Chart Library High/Low Filter
Eoin Treacy's view We are at an interesting juncture in the equity markets. The S&P500 dropped to within 30 points of its 200-day MA last week. This closed the majority of its overextension, which at its widest on June 21st was 205 points or 13% . An impressive rebound has taken place over the last 10 sessions and the short-term progression of lower rally highs is now being tested. So what next?
Considering the scale of the rally that saw the Index push to all-time highs and so far sustain the majority of the advance, and the size of the pullback relative to those posted in the last year, the most likely scenario is that the Index spends more time consolidating the earlier gain which is likely to involve a good deal of ranging.
The outlook for the Fed's tapering is likely to have a significant effect on how equity markets perform. If it goes ahead as planned and coincides with the introduction of some of the Affordable Care Act's key provisions, the trend in liquidity provision will have turned and this is likely to weigh on leveraged players. At the present time this is still the most likely scenario; suggesting that even though we have had a rebound, the potential for a deeper reaction cannot be ruled out.

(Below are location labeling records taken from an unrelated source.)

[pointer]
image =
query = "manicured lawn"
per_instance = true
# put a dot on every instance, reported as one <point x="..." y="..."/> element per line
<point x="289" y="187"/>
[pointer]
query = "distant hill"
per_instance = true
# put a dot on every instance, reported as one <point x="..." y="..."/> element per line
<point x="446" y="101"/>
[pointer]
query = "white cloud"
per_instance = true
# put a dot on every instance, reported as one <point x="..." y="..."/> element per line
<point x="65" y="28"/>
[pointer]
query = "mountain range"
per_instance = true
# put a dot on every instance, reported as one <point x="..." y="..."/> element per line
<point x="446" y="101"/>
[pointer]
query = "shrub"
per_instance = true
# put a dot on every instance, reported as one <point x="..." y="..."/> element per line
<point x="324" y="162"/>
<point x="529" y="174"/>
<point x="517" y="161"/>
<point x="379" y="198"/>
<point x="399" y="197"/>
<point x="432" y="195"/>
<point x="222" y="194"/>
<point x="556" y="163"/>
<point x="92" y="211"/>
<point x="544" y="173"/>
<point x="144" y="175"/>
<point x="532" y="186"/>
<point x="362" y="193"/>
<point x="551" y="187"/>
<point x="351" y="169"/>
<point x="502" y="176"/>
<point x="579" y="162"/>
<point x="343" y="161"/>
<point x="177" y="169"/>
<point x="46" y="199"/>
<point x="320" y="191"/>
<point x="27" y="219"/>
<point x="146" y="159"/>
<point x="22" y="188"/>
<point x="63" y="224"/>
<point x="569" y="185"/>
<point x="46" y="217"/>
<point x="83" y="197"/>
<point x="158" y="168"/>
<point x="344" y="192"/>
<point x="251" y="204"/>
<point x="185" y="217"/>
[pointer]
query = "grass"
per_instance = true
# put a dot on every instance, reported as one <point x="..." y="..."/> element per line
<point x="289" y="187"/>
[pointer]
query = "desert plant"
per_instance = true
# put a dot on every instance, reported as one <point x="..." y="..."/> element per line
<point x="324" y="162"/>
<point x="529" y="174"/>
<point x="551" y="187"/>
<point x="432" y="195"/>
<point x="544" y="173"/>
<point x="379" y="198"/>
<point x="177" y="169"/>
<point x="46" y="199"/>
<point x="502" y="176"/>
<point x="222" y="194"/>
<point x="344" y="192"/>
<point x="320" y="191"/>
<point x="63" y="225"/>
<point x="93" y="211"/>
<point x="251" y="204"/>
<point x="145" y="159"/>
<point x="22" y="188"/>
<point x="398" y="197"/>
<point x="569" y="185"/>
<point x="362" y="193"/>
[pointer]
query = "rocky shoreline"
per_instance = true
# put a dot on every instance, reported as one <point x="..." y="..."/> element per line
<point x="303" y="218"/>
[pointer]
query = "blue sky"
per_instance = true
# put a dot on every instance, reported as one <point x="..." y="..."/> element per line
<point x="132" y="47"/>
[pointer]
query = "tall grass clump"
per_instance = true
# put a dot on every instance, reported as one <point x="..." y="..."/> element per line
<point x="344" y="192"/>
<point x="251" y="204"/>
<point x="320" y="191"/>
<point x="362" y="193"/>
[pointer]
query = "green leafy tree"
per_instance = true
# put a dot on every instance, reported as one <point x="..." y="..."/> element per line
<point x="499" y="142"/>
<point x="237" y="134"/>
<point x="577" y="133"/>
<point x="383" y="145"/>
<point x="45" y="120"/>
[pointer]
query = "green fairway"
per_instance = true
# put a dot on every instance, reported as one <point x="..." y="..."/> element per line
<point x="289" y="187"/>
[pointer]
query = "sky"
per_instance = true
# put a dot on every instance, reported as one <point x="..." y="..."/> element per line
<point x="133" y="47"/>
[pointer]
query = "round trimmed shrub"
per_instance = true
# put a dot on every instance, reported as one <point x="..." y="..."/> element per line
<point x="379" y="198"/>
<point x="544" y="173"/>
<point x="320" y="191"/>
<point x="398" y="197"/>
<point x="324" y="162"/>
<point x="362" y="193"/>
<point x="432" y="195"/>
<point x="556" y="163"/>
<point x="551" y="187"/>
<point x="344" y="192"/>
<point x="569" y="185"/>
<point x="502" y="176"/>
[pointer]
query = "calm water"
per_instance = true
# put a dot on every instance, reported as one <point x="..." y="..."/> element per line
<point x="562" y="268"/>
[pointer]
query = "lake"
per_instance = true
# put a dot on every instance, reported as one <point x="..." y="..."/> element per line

With the slowdown in the global economy, the Fed's tapering, the Egyptian coup, potential recession in Brazil and oil prices which are breaking upwards, there are still a small number of companies that are hitting new highs. To find them, I performed a High/Low Filter of the S&P 500 Index's constituents. Here is a list of the results. Those most likely to sustain these gains are likely to have some specific attribute that shields them from the above concerns.
For example US health insurers such as Cigna stand to benefit from the Affordable Care Act's introduction and continue to trend higher. Starbucks is benefitting from lower coffee prices and the pick-up in the US economy. O'Reilly Automotive continues to benefit from demand for auto-parts in preference to new cars. Amazon has one of the least volatile uptrends as it consolidates above its 200-day MA. In the generic pharmaceuticals sector, Perrigo completed a yearlong range this week. The financial sector is also worthy of mention with Wells Fargo posting new closing highs and Visa continuing to extend its already highly impressive uptrend.
While this is not an environment which is conducive to chasing rallies, some of these companies are likely to be among the leaders once this corrective phase has runs its course.